Every person who has sent condolences has commented on Ward’s kindness and generosity. When UC’s X-ray lab was a service lab to most of the rest of the New Zealand universities, Ward made sure that the scientists, who were sending crystals, were also invited to come and learn how to do the experiments and to solve their own structures. The diffractometer ran 24 hours a day over 365 days for a huge number of years. By the late 1990s the lab was collecting 400 data sets annually which was 10% of all the structures deposited into the Cambridge Crystallographic Database.
Those who became chemical crystallographers include Jonathan White (Australia), Vickie McKee (Canterbury/Belfast, Northern Ireland), Ray Butcher (Howard University, Washington DC), Peter Steel (Canterbury), Brian Nicholson (Waikato), Jim Simpson (Otago), John Spencer (Victoria), Mark Turnbull (Clark U, Worcester, USA) and Jan Wikaira (Canterbury). Students of Ward who went on to work in crystallography elsewhere include Geoff Jameson (chemical and structural biology, Georgetown University, Washington DC, USA, Massey), David Evans (Christchurch Hospital), Kevin Brown (DSIR), Claire Couldwell, Mark Nieuwenhuyzen (Queens University, Belfast), and Renu Kadirvelraj (Athens, Georgia). At least four of Ward’s academic descendants have been elected Fellows of the Royal Society of New Zealand/Te Apārangi.
Ward was an enthusiastic member of the Society of Crystallographers in Australia and New Zealand (SCA) which grew out of the Bush Crystallographers founded in 1961. He was on their council for two spells in 1980-85 and 1991-1995. In 1997, he and his team organised the first of their conferences to be held in New Zealand (Queenstown). It was there they suggested to Syd Hall that the name should be changed to SCANZ. There were 96 attendees, 27 from New Zealand, 54 from Australia and 15 from other countries, including the current and immediate past presidents of the IUCr.

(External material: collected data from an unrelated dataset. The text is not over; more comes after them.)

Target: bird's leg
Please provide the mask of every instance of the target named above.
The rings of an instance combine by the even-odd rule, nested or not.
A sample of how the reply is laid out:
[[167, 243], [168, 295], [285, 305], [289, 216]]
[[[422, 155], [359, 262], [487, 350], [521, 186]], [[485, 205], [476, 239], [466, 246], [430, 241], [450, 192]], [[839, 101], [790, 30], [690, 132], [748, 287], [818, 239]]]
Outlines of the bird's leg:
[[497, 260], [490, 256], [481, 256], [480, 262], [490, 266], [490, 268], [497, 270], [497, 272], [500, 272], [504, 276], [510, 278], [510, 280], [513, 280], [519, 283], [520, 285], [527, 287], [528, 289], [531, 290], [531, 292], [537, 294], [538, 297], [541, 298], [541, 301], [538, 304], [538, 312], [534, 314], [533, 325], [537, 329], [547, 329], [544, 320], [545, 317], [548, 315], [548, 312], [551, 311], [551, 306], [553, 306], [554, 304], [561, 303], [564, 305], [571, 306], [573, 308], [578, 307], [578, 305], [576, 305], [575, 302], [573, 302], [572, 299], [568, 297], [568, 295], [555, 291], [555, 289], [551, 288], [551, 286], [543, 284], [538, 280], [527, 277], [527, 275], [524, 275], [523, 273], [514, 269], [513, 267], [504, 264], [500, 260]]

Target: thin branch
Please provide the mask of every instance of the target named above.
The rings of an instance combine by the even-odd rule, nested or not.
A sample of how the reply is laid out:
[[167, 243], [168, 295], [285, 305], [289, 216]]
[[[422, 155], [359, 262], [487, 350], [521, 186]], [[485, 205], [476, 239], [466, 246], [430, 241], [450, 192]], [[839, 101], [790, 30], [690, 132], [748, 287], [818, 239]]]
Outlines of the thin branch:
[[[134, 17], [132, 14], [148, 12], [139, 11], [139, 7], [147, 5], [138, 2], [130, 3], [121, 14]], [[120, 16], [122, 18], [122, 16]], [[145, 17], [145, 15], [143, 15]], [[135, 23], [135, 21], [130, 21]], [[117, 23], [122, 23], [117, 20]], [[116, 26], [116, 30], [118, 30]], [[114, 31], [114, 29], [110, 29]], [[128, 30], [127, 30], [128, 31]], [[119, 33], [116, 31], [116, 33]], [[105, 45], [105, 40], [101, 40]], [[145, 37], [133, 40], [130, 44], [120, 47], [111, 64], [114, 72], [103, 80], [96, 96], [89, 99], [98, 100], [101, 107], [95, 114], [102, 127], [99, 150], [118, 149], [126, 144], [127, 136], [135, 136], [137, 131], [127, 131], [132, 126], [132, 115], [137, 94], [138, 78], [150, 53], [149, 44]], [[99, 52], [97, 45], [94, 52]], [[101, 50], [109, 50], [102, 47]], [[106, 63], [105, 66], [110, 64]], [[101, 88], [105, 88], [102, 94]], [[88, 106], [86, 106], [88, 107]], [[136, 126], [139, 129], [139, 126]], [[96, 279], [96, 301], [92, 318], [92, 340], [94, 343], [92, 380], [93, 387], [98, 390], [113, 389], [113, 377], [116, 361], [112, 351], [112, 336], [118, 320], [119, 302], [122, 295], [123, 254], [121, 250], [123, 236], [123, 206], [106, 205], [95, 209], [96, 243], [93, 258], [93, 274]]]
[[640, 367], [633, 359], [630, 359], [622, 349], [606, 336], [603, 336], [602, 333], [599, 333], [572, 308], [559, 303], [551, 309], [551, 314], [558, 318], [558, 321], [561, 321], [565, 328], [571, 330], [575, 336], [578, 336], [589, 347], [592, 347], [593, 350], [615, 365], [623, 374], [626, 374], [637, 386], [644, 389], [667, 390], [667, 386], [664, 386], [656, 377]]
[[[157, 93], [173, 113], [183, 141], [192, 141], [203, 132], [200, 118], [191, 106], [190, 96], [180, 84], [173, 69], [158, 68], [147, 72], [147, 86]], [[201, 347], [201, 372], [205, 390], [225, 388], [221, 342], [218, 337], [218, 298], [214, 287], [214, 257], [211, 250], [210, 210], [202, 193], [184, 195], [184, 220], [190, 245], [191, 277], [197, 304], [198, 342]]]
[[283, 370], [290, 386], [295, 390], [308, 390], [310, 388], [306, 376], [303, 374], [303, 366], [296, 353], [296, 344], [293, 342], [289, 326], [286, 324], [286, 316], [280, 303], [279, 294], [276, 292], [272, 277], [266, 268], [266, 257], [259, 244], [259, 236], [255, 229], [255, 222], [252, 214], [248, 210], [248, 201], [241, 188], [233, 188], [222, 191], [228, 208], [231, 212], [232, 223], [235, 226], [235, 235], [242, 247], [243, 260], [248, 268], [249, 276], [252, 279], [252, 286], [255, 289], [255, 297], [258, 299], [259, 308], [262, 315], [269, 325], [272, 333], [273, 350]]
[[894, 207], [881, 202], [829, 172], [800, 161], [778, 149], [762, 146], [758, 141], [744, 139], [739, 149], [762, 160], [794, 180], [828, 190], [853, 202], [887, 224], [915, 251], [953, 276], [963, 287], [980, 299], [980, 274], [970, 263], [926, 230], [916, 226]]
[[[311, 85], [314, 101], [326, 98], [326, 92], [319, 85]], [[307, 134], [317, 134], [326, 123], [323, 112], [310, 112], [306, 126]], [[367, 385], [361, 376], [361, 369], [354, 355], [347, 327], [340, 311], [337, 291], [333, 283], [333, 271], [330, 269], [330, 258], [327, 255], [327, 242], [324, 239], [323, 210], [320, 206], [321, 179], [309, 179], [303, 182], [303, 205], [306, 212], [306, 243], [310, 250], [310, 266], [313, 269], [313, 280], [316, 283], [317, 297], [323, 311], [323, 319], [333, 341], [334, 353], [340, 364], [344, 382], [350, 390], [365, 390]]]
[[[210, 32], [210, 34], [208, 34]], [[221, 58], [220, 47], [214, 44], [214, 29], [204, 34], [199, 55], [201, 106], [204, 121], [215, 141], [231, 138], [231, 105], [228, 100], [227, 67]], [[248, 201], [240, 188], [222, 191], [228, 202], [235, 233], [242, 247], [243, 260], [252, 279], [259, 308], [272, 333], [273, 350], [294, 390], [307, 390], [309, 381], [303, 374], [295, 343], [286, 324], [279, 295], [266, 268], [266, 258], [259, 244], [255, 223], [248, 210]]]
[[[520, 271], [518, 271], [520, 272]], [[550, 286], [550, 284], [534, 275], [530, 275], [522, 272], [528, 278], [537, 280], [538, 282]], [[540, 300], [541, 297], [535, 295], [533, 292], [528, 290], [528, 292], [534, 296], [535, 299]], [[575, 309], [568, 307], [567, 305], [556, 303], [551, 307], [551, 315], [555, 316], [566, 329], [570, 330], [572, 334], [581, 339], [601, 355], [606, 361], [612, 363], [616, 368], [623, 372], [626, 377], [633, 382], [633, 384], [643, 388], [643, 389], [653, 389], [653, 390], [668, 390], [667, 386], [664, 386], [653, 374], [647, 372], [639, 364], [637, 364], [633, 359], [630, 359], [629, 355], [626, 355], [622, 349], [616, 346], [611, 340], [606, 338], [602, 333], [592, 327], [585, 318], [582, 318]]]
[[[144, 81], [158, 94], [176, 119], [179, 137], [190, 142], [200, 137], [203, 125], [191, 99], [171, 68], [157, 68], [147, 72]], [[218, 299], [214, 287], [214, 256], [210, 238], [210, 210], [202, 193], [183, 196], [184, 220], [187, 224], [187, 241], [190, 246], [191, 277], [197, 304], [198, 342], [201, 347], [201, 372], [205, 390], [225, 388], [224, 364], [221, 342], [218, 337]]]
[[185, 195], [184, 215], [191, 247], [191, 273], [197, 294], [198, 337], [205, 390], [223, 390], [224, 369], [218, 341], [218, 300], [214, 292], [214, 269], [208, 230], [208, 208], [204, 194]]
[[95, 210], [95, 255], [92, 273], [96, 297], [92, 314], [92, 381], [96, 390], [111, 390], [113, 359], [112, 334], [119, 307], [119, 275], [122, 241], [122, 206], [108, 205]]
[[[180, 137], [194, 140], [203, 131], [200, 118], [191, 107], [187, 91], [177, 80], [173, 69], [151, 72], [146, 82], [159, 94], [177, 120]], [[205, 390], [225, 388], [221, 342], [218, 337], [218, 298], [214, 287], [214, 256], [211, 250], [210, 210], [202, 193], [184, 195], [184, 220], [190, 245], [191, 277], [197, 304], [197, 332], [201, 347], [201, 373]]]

Ward was an enthusiastic supporter of The Asian Crystallographic Association (AsCA); an organisation promoting crystallography and structural science in the Asia-Pacific region which was officially established in 1987. Ward was very involved, particularly with assisting crystallographers in poorer nations in getting access to the help they needed. He was President from 1993 – 1996 and led the team, from New Zealand, who organised the conference in Bangkok in 1995.
For Ward crystallography was not just work. It was his hobby and his passion. His patience, enthusiasm and endless assistance to others is a legacy felt around the world.